Moving can cause disruptions in the routines of siblings, who may also lose parental attention as it shifts to the child with cancer, due to parents devoting more time to caring for the sick child, medical visits, treatment, and hospitalizations. Thus, siblings of children with cancer experience distress and post-traumatic stress symptoms [
18,
19]. In our sample, we found that over half of the siblings reported a negative impact on their relationship with their parents.

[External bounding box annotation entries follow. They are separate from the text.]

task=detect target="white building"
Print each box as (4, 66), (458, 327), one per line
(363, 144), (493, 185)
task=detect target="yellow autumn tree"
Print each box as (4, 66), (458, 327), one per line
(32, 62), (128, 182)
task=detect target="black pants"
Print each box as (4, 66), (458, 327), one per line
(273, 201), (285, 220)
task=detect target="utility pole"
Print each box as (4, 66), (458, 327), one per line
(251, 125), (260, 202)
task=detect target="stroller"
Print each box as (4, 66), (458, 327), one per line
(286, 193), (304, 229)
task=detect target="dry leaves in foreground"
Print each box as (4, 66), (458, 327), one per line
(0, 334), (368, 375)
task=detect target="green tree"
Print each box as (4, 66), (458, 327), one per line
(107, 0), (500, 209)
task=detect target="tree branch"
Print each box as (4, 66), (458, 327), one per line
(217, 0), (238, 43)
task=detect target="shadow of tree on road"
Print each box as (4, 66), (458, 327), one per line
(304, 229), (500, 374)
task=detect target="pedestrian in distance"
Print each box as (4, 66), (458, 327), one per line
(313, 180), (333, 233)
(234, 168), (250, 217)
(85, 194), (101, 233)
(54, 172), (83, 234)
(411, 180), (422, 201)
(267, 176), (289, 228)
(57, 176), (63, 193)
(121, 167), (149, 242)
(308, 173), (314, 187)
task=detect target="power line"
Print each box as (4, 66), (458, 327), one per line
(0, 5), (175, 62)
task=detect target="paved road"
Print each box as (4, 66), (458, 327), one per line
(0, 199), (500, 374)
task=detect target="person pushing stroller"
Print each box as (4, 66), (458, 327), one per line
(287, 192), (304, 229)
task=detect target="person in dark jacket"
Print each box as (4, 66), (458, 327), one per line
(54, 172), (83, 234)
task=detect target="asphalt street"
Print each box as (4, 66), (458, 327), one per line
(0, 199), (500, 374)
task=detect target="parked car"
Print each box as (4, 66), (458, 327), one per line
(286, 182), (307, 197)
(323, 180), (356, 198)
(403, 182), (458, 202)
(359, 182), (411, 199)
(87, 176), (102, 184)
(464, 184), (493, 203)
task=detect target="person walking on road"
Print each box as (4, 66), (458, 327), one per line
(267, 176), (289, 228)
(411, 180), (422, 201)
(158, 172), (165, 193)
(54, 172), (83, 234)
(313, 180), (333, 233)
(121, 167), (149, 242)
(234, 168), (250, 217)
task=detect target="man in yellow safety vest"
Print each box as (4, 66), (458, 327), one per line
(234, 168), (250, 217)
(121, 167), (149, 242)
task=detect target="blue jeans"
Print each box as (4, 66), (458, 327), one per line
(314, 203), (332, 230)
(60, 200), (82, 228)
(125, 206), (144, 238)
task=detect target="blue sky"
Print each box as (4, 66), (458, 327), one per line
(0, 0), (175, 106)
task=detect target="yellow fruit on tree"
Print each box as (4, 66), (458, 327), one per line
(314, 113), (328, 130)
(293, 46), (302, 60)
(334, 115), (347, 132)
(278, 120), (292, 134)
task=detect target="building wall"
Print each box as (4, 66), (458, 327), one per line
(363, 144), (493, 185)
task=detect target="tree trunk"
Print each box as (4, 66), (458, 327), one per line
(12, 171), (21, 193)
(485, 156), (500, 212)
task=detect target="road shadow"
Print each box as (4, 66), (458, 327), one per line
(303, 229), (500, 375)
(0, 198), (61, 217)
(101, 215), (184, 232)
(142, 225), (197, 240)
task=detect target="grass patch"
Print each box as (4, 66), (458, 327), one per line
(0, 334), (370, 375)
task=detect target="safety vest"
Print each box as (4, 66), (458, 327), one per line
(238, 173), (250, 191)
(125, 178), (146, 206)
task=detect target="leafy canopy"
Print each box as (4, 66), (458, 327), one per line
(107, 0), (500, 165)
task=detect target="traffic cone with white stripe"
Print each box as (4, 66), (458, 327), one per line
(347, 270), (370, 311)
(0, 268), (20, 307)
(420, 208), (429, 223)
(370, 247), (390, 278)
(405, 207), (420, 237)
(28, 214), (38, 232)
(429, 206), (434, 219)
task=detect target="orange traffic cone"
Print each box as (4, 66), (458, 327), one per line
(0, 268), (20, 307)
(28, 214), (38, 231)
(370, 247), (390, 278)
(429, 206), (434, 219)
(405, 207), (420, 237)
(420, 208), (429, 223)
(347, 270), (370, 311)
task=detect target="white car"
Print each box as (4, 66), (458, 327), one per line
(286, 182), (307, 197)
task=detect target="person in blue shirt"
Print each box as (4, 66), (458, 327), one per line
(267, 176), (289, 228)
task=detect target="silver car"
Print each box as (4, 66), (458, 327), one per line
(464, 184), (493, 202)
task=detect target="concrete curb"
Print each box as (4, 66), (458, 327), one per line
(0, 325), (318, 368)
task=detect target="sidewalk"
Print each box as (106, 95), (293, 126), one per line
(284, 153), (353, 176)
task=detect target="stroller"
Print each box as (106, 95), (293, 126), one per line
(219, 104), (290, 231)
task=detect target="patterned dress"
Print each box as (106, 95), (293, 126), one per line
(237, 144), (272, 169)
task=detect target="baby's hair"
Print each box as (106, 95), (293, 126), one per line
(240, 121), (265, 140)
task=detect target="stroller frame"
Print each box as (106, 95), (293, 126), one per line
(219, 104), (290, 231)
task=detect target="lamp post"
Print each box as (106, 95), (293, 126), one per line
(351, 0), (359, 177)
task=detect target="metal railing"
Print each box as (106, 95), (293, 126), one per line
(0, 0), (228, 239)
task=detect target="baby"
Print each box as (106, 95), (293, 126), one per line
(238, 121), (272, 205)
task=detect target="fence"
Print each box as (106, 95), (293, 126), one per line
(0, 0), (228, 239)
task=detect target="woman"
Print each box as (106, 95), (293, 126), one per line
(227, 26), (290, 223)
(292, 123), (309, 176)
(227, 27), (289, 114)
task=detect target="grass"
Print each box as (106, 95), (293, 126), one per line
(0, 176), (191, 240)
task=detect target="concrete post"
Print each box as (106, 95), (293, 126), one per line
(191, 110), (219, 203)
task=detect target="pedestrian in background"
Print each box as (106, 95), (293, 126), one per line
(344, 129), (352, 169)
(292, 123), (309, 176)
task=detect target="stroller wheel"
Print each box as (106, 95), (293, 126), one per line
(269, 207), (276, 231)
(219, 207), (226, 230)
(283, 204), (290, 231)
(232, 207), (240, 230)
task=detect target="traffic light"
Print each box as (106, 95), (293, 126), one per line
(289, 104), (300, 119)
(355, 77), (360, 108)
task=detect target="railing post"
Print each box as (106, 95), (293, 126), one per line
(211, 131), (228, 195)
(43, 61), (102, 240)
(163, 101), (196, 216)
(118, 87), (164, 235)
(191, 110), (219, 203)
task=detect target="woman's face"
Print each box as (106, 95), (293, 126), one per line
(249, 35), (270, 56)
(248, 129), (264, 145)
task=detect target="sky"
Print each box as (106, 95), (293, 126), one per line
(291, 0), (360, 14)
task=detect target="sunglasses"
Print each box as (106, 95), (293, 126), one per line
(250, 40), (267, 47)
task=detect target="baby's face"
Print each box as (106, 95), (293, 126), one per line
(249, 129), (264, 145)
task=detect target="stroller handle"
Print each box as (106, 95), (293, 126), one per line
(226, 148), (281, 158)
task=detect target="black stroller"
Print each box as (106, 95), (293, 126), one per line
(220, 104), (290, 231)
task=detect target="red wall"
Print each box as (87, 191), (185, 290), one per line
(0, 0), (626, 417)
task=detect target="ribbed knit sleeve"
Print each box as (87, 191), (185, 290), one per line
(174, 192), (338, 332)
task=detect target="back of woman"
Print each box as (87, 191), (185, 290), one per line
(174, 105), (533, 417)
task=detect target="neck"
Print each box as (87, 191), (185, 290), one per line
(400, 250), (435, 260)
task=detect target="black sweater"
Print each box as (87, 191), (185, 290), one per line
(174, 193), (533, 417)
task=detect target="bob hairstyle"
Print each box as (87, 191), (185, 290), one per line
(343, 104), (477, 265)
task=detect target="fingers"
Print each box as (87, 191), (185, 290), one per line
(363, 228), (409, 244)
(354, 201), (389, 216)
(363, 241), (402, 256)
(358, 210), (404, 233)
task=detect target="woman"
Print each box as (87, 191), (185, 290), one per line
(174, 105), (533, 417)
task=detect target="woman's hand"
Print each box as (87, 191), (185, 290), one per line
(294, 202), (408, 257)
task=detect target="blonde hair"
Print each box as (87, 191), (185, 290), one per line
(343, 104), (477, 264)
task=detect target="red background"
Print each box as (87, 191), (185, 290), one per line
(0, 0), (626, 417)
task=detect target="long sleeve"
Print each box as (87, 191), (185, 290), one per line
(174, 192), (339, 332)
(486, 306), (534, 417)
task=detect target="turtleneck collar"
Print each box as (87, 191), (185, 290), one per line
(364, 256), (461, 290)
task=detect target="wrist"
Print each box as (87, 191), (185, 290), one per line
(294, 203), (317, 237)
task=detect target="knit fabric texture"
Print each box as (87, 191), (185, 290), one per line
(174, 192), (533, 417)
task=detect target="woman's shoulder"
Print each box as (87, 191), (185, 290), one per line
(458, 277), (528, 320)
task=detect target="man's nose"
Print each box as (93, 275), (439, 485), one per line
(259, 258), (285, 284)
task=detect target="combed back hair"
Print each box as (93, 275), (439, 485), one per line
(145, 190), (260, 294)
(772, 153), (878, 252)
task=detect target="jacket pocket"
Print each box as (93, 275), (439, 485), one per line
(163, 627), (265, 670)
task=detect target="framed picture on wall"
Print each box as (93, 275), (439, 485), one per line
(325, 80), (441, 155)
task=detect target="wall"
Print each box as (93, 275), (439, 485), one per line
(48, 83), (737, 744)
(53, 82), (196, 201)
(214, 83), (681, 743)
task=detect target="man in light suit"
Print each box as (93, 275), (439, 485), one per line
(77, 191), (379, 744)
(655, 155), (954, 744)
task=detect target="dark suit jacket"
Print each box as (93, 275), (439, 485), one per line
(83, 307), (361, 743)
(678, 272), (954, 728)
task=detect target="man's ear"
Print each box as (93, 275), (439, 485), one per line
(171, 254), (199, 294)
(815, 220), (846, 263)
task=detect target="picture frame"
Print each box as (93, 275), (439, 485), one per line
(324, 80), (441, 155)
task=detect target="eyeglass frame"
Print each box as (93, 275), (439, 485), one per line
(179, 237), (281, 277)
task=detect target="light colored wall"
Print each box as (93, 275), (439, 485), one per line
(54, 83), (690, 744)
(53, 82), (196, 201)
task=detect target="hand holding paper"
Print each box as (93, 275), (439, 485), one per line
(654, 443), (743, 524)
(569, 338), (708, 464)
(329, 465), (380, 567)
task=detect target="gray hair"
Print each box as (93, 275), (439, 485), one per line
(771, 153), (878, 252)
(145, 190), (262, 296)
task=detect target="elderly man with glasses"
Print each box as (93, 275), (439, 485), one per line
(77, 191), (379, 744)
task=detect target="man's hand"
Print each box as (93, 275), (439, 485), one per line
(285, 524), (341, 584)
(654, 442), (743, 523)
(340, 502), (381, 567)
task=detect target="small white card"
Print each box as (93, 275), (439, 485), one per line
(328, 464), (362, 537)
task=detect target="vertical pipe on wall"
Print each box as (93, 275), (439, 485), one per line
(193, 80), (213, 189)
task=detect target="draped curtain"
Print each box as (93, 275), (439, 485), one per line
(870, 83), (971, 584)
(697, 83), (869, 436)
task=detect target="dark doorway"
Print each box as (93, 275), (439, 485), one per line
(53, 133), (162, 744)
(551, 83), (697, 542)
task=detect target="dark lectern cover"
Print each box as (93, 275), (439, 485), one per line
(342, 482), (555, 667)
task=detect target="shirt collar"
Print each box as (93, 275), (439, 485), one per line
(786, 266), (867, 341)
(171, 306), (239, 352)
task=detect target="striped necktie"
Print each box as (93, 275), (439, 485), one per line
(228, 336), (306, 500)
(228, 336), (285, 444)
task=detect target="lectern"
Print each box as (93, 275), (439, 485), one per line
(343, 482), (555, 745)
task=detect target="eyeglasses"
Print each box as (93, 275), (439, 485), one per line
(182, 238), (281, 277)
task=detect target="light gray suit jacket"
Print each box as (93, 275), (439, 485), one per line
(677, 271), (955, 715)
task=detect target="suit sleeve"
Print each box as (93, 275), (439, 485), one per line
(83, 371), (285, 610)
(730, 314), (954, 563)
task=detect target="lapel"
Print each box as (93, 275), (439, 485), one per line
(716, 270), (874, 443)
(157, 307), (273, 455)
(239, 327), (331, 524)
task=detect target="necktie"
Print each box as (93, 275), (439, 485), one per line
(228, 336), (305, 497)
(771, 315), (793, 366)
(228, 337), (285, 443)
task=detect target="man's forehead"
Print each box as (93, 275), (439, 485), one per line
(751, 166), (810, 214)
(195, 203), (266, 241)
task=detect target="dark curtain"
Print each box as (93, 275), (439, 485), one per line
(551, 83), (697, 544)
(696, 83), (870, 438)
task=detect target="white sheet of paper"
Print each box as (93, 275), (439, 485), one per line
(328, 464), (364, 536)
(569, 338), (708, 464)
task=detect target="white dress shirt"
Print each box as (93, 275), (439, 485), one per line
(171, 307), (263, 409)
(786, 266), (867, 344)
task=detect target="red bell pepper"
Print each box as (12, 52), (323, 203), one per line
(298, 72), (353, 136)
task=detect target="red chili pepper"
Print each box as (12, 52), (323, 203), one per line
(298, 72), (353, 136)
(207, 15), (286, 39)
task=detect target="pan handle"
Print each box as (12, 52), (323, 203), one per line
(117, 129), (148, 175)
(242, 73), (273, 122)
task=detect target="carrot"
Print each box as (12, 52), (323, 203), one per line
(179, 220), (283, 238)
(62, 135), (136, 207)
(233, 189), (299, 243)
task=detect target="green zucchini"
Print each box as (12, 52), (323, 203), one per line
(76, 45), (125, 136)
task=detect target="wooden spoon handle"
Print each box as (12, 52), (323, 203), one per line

Another interesting result was that SES was not a significant predictor of the overall negative impact on families. Although, as mentioned above, the financial burden of medical care is significant and may affect more economically fragile families, the psychosocial experience of families did not seem to differ across SES. This finding is somewhat different from evidence in Mexico, which shows a positive association between resilience and economic status, although other mediating factors can predict resilience, such as religion and education [
34].
Childhood cancer can have a long-lasting impact on survivors, as individuals may experience physical, social, and mental stress post-treatment when they are young adults [
35,
36]. Our findings are important as the psychological well-being of families is associated with resilience, or the ability to adapt and function when facing adversity [
34]. Promoting the creation of interventions that can help families cope with financial stress and promote emotional health and well-being is important. In particular, it is key to promote the early screening of parents and other family members, as it has been shown that higher psychosocial risk at diagnosis is predictive of parental distress at 6 months [
10]. Early screening can be linked to interventions that promote resilience in stress management, which have been shown to improve parent-reported resilience and benefit finding [
37]. Finally, it is key to decentralize diagnostic facilities, and take measures to facilitate both the logistics and costs of transportation of patients and caregivers [
33].
Limitations
One limitation of this analysis is the cross-sectional nature of the data, which limits the ability to analyze dynamics. Another limitation is the possibility of sampling bias and participation bias with the phone survey, as the final sample is not representative of the population of children with cancer in Chile, particularly in terms of the insurance distribution. Therefore, the results of this study should be interpreted with caution and should be confirmed and complemented by the results of a larger study population. However, due to the fact that the clinical scenarios for children with a diagnosis of cancer are largely independent of insurance type, our main findings are relevant in a broader setting [
38]. It is noteworthy that the sample size imposes a limitation on the power to detect statistically significant results. Furthermore, diagnoses were self-reported, and we were not able to confirm the diagnosis with a health professional. Finally, we do not have information on any psychological interventions or external support that may have been provided to families in the course of the child’s treatment. Future research in this setting should be based on longitudinal data, in order to focus on the dynamics and persistence of psychosocial distress and well-being in relation to the time since diagnosis in this context, and compare this to evidence from other countries [
25,
39].
6. Conclusions
Our results highlight the broad impact on the families of children with blood-related cancer following diagnosis, in a country in which this topic has not been previously studied. Most families reported a negative impact upon diagnosis, which was related to disruptions in family dynamics, depressive symptoms in the patient, a poor relationship between the patient’s siblings and their parents, deterioration within the caregiver’s spouse/partner relationship, as well as a worsening of the primary caregiver’s economic condition. Promoting the creation of interventions that can help patients, siblings, and parents cope with distress and promote emotional health and well-being, and developing policies that minimize barriers to access and the need to move across regions for medical treatment, is important.